Add an entry to registry.yaml with the following fields:

- title: "Your Notebook Title"
  description: "Brief description of what this notebook teaches"
  path: capabilities/your-notebook.ipynb
  authors:
    - username: "your-github-username"
  categories:
    - "your-category"

Step 3: Add Author Info

If you're a new contributor, add your details to authors.yaml:

username:
  name: "Your Name"
  url: "https://github.com/your-username"

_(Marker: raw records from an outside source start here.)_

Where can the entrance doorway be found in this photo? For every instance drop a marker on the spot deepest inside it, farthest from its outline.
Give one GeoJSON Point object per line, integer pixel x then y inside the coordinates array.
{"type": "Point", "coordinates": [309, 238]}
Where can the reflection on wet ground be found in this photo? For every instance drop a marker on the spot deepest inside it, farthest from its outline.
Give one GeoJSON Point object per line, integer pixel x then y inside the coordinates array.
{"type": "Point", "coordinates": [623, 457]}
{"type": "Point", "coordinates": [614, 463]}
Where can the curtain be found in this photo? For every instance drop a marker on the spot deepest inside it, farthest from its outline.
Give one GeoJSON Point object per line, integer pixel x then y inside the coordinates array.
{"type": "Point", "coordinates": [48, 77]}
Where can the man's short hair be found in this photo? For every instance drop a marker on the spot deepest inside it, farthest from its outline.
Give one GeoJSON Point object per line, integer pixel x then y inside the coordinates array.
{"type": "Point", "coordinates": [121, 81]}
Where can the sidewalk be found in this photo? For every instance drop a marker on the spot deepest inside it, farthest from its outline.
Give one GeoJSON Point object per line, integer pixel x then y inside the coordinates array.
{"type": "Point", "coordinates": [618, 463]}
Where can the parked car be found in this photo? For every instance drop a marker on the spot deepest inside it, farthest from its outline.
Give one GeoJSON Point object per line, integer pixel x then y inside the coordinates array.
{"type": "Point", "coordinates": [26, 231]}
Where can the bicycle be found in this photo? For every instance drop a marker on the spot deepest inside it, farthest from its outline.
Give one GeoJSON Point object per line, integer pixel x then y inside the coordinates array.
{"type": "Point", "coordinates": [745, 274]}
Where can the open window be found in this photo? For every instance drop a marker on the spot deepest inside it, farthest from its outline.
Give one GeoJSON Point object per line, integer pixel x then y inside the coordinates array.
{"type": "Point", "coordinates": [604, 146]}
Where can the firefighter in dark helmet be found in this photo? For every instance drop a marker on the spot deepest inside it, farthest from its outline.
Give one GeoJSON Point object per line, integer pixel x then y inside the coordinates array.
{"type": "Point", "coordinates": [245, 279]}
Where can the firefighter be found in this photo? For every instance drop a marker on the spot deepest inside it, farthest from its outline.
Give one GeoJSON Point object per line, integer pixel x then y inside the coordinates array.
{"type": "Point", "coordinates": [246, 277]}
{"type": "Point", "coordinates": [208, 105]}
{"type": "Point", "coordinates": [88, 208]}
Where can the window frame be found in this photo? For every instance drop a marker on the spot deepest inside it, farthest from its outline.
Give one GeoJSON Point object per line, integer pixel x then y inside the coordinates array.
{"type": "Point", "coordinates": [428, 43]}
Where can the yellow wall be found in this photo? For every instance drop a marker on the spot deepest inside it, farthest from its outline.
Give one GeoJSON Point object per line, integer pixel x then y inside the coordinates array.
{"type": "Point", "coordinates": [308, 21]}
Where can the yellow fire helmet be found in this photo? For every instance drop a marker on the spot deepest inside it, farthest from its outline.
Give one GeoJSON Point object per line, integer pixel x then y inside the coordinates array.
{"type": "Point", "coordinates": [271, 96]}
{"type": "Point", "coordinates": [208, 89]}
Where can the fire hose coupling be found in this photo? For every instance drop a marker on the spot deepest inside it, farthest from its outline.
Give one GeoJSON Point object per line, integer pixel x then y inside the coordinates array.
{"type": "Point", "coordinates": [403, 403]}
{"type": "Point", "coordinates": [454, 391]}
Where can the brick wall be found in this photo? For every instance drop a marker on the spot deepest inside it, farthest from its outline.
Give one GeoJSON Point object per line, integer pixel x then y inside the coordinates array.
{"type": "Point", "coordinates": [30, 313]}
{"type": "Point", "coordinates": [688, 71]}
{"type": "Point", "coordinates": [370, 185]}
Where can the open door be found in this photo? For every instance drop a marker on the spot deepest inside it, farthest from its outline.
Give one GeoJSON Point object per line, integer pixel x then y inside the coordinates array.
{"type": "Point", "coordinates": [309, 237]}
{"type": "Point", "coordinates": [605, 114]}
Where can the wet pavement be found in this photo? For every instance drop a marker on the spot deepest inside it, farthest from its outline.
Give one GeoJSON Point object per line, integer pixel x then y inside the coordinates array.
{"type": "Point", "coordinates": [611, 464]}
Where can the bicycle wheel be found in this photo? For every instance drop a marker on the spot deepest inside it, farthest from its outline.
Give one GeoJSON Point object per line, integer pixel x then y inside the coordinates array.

Step 4: Quality Check and Submit

# Run all quality checks
make check

Commit your changes

feat(capabilities): add RAG with Claude notebook

Push and create a pull request

git push origin your-branch

Dependency Management

Always use uv to manage dependencies. Never edit pyproject.toml directly:

# Add a production dependency
uv add <package>

Add a development dependency

uv add --dev <package>

This ensures dependency resolution remains consistent and lock files stay in sync.

Best Practices Summary

  • API Key Security: Use environment variables via dotenv. Never hardcode or commit keys.
  • Model Selection: Use non-dated aliases for API calls. Check docs for latest versions.
  • Code Quality: Run make check before every commit. Fix all linting errors.
  • Notebook Hygiene: Keep outputs, test execution order, focus on one concept.
  • Commit Discipline: Use conventional commit messages. Keep changes focused.

Key Takeaways

  • Set up correctly: Use uv sync --all-extras and pre-commit install to get the full development environment.
  • Follow model conventions: Always use non-dated model aliases (e.g., claude-sonnet-4-6) for API calls and check Bedrock-specific IDs separately.
  • Run quality checks: Execute make check before every commit to catch formatting and lint issues early.
  • Contribute systematically: Create notebooks in the right directory, register them in registry.yaml, and follow the branch naming and commit message conventions.
  • Keep notebooks clean: One concept per notebook, preserve outputs for demonstration, and test top-to-bottom execution.
By following these guidelines, you'll be able to build robust Claude-powered applications and contribute effectively to the Anthropic ecosystem.